A game the Leafs won from beginning to end, without question, without doubt.
They managed that last night with a pencil-thin lineup and a roster dotted with the unaccomplished and the unwanted.
They outplayed the Sabres: 60 minutes wasn't a television show, it was the recipe for a shocking victory.
They outplayed the Sabres with Travis Green and Wade Belak, Bates Battaglia and Ben Ondrus, Kris Newbury, Boyd Devereaux, Brendan Bell and John Pohl in their lineup.
The AHL all-star game was played a few weeks earlier than scheduled and the all-stars were good enough to beat the Sabres last night.
"We got great contributions from everyone," said coach Maurice, who looked as though he could exhale and enjoy the moment for one of the few times this season.
This was as good as his Leafs have been, as solid in every area of play from goal on out, as deep as they appeared without any kind of depth.
"It shows if you do the right things, we can give ourselves a chance to win," Maurice said.
This was only one night, only one win, but every victory will be magnified as the race for eighth place heats up. This may be only January, but the race has begun. This is six teams, all of them flawed, and probably one playoff spot to fight for. Momentum changes by the minute, the bounce, the period.
The Leafs were a rag doll in the morning, a fierce competitor at night.
"We're as baffled in this room (as the fans are)," said Sundin, when asked what to make of this team. "It's a challenge for us, this whole season is a challenge. We have to have the same effort every night. We have to prove we can do this. We're not there yet, but if we work like this every night, we can be there."

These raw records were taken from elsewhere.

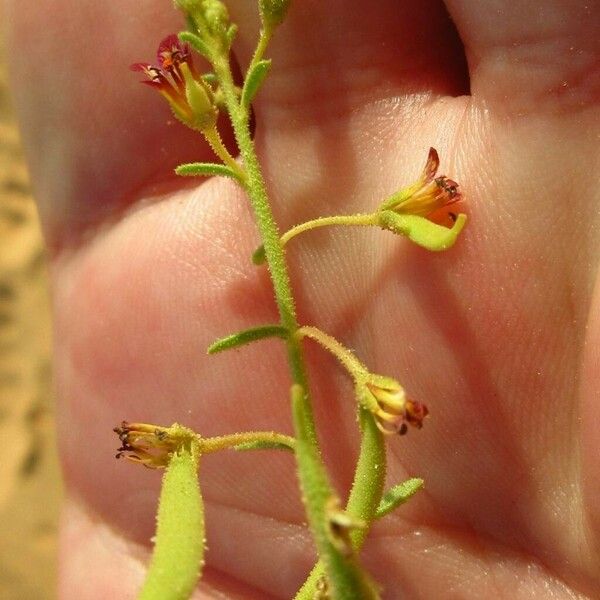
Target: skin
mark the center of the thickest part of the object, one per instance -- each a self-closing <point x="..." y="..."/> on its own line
<point x="498" y="336"/>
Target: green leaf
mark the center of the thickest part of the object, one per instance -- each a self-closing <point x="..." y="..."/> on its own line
<point x="231" y="33"/>
<point x="254" y="79"/>
<point x="178" y="554"/>
<point x="246" y="336"/>
<point x="205" y="170"/>
<point x="195" y="42"/>
<point x="346" y="579"/>
<point x="365" y="495"/>
<point x="258" y="256"/>
<point x="210" y="78"/>
<point x="262" y="445"/>
<point x="398" y="495"/>
<point x="422" y="231"/>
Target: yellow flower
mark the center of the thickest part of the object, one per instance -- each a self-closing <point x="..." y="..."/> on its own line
<point x="387" y="400"/>
<point x="151" y="445"/>
<point x="415" y="211"/>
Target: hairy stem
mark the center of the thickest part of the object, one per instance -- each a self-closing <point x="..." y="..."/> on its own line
<point x="343" y="574"/>
<point x="365" y="495"/>
<point x="363" y="220"/>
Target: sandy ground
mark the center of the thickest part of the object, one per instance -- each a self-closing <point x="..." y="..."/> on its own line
<point x="29" y="474"/>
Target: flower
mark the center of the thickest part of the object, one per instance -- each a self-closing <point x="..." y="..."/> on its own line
<point x="428" y="194"/>
<point x="176" y="79"/>
<point x="413" y="211"/>
<point x="151" y="445"/>
<point x="387" y="401"/>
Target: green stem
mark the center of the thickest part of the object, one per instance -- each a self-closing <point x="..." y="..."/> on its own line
<point x="352" y="220"/>
<point x="311" y="469"/>
<point x="213" y="137"/>
<point x="263" y="42"/>
<point x="222" y="442"/>
<point x="345" y="356"/>
<point x="365" y="496"/>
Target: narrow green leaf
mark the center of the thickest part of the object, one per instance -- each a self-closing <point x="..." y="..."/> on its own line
<point x="263" y="445"/>
<point x="258" y="256"/>
<point x="346" y="578"/>
<point x="398" y="495"/>
<point x="210" y="78"/>
<point x="178" y="554"/>
<point x="205" y="170"/>
<point x="365" y="495"/>
<point x="422" y="231"/>
<point x="231" y="33"/>
<point x="254" y="79"/>
<point x="246" y="336"/>
<point x="195" y="42"/>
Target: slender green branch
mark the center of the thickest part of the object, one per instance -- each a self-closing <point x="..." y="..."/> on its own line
<point x="361" y="220"/>
<point x="259" y="439"/>
<point x="216" y="143"/>
<point x="345" y="356"/>
<point x="241" y="338"/>
<point x="178" y="554"/>
<point x="365" y="495"/>
<point x="342" y="573"/>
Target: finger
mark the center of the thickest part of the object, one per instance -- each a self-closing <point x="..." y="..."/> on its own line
<point x="331" y="57"/>
<point x="96" y="140"/>
<point x="531" y="56"/>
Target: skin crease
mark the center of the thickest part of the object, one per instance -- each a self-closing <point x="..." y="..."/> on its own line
<point x="498" y="335"/>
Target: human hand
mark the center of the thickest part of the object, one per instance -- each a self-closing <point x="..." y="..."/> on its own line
<point x="497" y="335"/>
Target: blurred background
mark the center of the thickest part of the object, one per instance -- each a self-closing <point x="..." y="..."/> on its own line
<point x="29" y="473"/>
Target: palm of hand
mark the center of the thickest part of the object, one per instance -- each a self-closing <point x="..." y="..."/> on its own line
<point x="490" y="334"/>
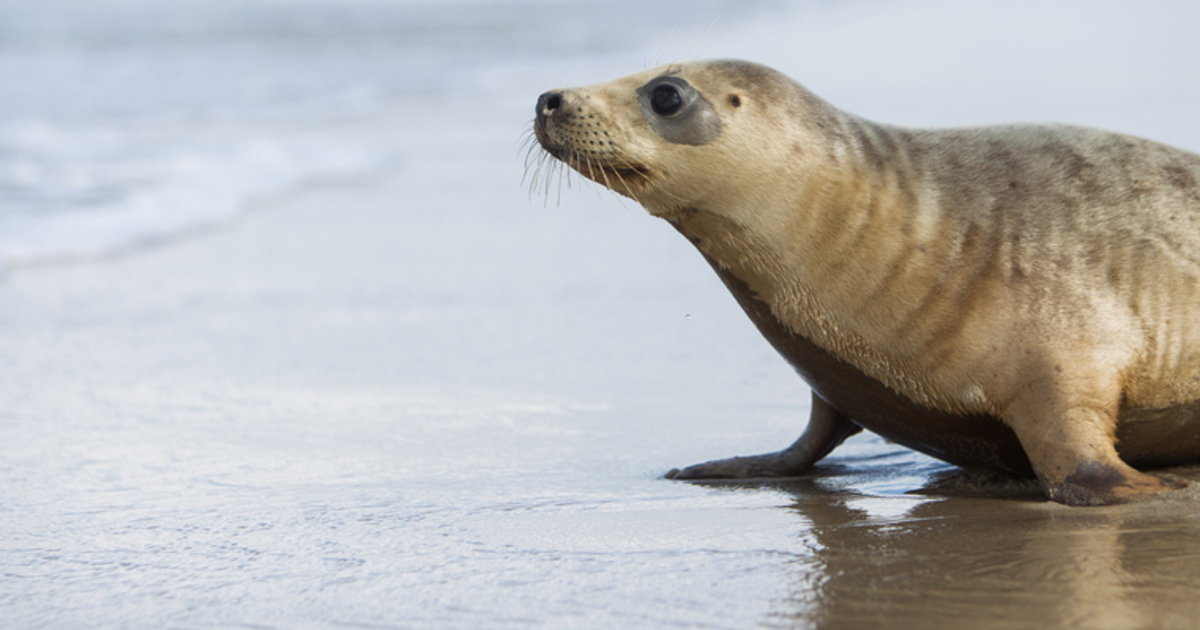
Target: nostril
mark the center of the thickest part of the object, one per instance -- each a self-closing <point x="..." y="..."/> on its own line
<point x="549" y="103"/>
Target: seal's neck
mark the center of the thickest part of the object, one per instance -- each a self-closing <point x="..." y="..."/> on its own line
<point x="840" y="257"/>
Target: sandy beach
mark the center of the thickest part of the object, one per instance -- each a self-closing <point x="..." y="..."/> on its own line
<point x="426" y="397"/>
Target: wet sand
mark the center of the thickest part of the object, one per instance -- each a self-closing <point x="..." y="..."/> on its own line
<point x="430" y="401"/>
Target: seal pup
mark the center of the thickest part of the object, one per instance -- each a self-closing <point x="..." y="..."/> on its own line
<point x="1023" y="298"/>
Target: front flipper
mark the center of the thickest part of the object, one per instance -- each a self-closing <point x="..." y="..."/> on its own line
<point x="827" y="429"/>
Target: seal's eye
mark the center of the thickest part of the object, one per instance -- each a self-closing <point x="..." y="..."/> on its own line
<point x="666" y="100"/>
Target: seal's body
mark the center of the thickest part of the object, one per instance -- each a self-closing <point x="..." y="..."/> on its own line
<point x="1023" y="298"/>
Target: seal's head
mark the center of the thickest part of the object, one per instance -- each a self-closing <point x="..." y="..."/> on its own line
<point x="684" y="135"/>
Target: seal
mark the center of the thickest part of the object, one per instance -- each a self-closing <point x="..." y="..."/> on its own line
<point x="1021" y="298"/>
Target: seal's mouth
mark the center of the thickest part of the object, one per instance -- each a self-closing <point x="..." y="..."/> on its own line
<point x="621" y="177"/>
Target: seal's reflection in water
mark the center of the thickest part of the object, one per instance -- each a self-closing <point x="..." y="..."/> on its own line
<point x="969" y="550"/>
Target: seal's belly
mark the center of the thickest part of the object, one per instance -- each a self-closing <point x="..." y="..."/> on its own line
<point x="1145" y="437"/>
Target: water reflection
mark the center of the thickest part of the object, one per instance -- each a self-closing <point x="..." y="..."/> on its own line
<point x="961" y="550"/>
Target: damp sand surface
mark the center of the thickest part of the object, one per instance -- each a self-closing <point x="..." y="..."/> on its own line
<point x="424" y="399"/>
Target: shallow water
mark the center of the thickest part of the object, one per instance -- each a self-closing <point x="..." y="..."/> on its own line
<point x="419" y="399"/>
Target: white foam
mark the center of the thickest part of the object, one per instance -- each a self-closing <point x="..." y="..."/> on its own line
<point x="82" y="190"/>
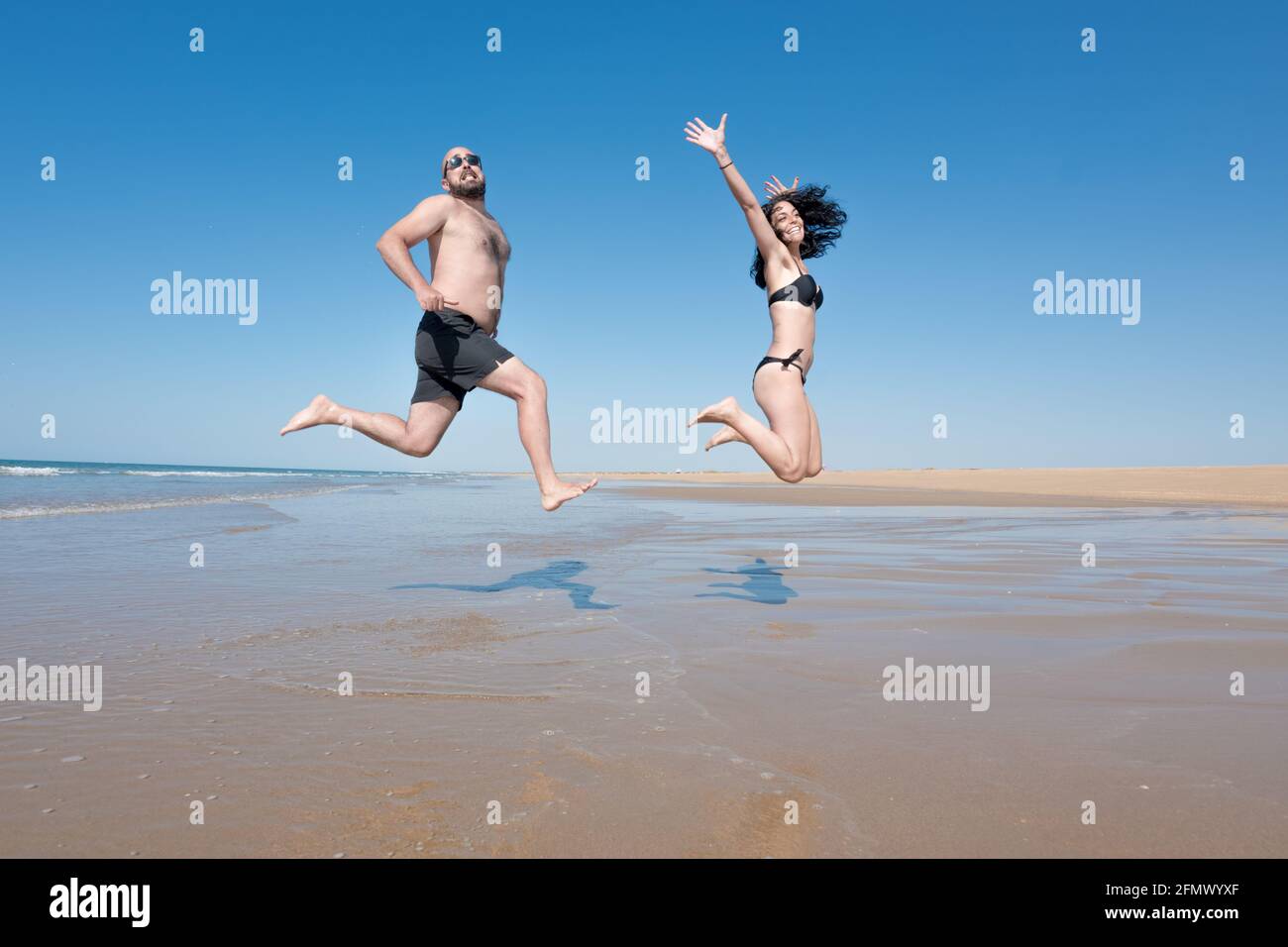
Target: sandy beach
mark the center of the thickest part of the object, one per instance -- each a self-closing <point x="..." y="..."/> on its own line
<point x="496" y="657"/>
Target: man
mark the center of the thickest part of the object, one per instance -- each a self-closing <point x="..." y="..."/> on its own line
<point x="456" y="348"/>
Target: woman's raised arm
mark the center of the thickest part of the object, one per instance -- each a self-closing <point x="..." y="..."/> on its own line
<point x="711" y="140"/>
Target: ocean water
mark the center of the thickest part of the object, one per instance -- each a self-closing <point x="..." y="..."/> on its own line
<point x="629" y="676"/>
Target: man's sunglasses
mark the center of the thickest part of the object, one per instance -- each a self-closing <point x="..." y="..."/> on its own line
<point x="458" y="159"/>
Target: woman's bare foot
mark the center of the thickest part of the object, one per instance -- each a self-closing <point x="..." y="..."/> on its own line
<point x="724" y="436"/>
<point x="563" y="492"/>
<point x="720" y="412"/>
<point x="320" y="411"/>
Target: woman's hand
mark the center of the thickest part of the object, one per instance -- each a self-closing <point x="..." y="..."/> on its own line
<point x="777" y="188"/>
<point x="707" y="138"/>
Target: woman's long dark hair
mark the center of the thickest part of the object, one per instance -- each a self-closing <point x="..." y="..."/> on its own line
<point x="823" y="222"/>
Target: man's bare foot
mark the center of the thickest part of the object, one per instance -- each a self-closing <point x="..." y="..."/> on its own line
<point x="562" y="493"/>
<point x="318" y="411"/>
<point x="720" y="412"/>
<point x="724" y="436"/>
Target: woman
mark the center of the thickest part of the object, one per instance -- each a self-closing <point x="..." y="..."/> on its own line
<point x="793" y="227"/>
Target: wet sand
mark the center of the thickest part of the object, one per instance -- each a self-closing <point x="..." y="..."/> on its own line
<point x="516" y="686"/>
<point x="1258" y="487"/>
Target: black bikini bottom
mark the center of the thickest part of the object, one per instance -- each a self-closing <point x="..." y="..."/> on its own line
<point x="794" y="359"/>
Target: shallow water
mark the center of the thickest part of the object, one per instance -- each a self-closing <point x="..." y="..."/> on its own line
<point x="496" y="655"/>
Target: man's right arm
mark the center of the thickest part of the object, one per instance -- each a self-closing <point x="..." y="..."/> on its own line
<point x="395" y="244"/>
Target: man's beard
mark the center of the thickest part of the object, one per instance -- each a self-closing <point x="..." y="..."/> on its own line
<point x="472" y="188"/>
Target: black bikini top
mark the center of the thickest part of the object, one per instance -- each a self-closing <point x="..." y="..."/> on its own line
<point x="802" y="290"/>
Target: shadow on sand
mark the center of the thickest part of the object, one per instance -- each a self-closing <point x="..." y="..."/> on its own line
<point x="555" y="577"/>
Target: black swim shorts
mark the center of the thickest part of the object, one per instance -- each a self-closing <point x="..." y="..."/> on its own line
<point x="452" y="356"/>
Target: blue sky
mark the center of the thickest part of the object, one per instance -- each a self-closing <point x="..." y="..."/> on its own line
<point x="223" y="163"/>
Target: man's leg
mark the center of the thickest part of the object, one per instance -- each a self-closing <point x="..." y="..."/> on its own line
<point x="518" y="381"/>
<point x="417" y="436"/>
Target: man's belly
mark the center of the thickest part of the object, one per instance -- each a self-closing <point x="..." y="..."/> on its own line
<point x="481" y="303"/>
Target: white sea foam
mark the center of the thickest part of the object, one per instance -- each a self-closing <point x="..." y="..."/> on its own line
<point x="5" y="471"/>
<point x="124" y="506"/>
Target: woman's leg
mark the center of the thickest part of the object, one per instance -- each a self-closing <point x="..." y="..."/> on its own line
<point x="785" y="445"/>
<point x="815" y="445"/>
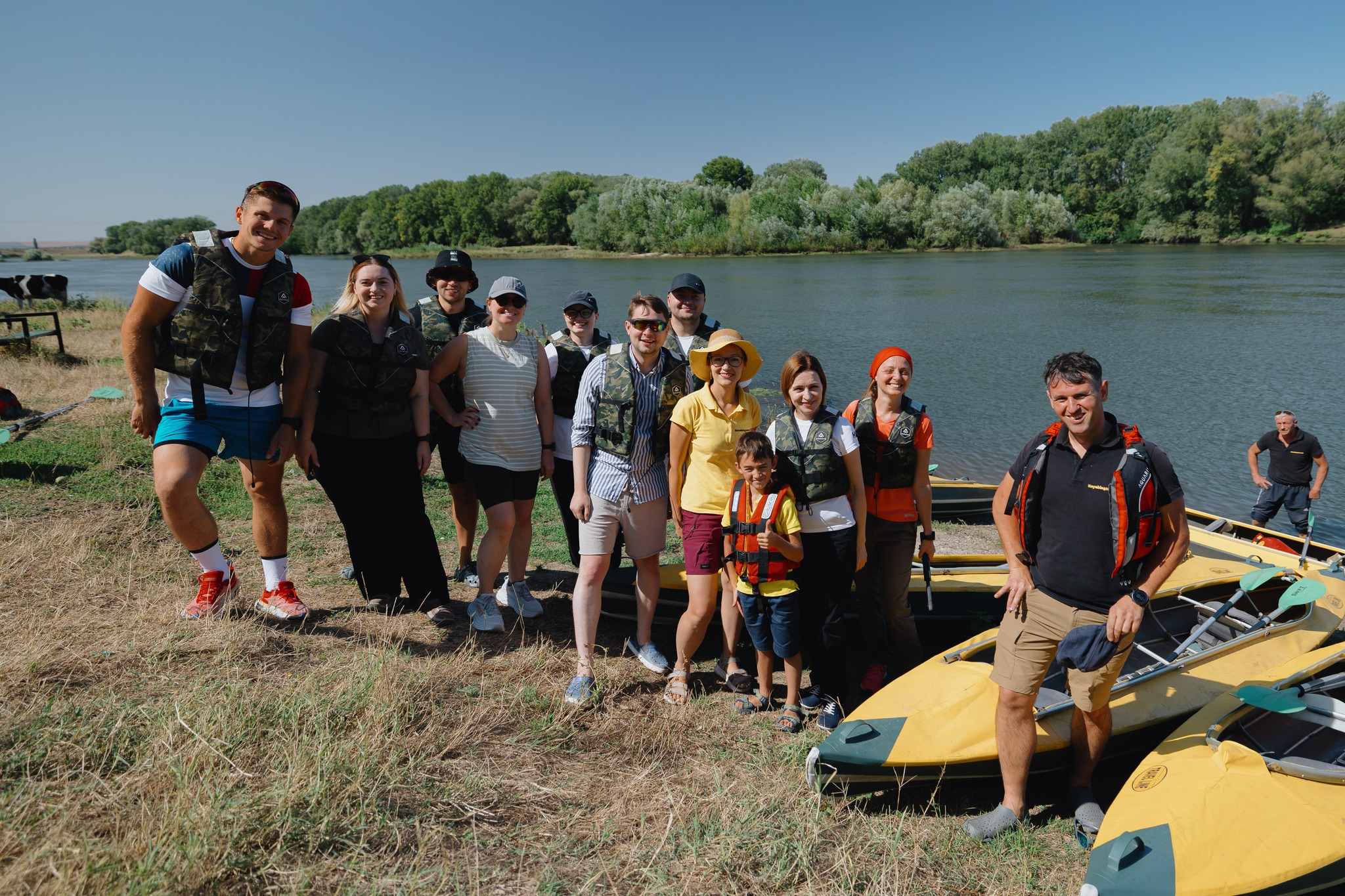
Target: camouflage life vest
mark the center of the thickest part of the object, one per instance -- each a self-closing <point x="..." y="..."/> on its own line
<point x="613" y="425"/>
<point x="699" y="339"/>
<point x="433" y="324"/>
<point x="814" y="471"/>
<point x="362" y="381"/>
<point x="201" y="341"/>
<point x="888" y="464"/>
<point x="569" y="367"/>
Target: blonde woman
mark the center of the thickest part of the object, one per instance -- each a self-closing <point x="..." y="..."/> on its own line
<point x="365" y="437"/>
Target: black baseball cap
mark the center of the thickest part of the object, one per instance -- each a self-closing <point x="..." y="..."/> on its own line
<point x="580" y="297"/>
<point x="447" y="259"/>
<point x="689" y="281"/>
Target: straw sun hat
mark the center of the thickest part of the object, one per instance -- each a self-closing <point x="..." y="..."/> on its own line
<point x="699" y="358"/>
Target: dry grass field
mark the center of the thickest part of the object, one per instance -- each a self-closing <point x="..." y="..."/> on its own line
<point x="358" y="753"/>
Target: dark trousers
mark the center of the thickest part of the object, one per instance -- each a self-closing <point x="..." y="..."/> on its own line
<point x="885" y="618"/>
<point x="824" y="580"/>
<point x="563" y="485"/>
<point x="1292" y="498"/>
<point x="376" y="488"/>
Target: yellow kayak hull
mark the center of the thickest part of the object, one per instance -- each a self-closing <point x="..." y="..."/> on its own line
<point x="1195" y="820"/>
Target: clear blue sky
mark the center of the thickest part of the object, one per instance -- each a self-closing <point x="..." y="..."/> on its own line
<point x="141" y="110"/>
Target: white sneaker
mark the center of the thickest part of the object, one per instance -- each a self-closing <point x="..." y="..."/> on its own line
<point x="519" y="598"/>
<point x="485" y="614"/>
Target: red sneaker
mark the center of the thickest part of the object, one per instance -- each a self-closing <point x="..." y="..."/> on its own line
<point x="282" y="603"/>
<point x="214" y="593"/>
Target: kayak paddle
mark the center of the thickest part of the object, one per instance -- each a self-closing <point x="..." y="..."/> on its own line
<point x="1250" y="582"/>
<point x="925" y="562"/>
<point x="1308" y="542"/>
<point x="105" y="391"/>
<point x="1301" y="593"/>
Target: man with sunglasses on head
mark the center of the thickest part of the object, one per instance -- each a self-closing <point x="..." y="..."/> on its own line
<point x="225" y="314"/>
<point x="621" y="444"/>
<point x="441" y="319"/>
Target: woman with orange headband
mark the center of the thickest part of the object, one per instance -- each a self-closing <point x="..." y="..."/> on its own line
<point x="894" y="442"/>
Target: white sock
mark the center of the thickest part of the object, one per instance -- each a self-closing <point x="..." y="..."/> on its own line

This may be the weakest and thinnest Leafs team in years, but there is something endearing about them. The more bleak the season appears, the less this team wants to get kicked around. This is team going nowhere that won't leave.
Last night, they were the guest that wouldn't leave.
And when they do that, they remain as one of the enduring charms about hockey. You don't always have to be better. You don't have to be bigger. There is always a place for hard work, for positional play, for decision-making, for winning battles.
This is a Leafs team that isn't going to win any beauty contests. They can't dance with the Sabres or the Stars. They can't skate with them, either.
Sundin must look around some nights and wonder what and who he is left to play with. But he has never been the complaining type and last night, when it mattered most, with the season tail-spinning out of control, he did what he doesn't ever get enough credit for. He led.
He won faceoffs, set up goals, battled for loose pucks, played more than 22 minutes, outplayed and outworked any of the Sabres all-stars.
"Your leader has to walk the walk," Maurice said. "We don't have specialists on this team. We can't rely on individuals. We have to work. He is the one guy who can say that, if not for me, that would be the death of us."
Last night, there was Maple Leafs life. For one bright, shining night.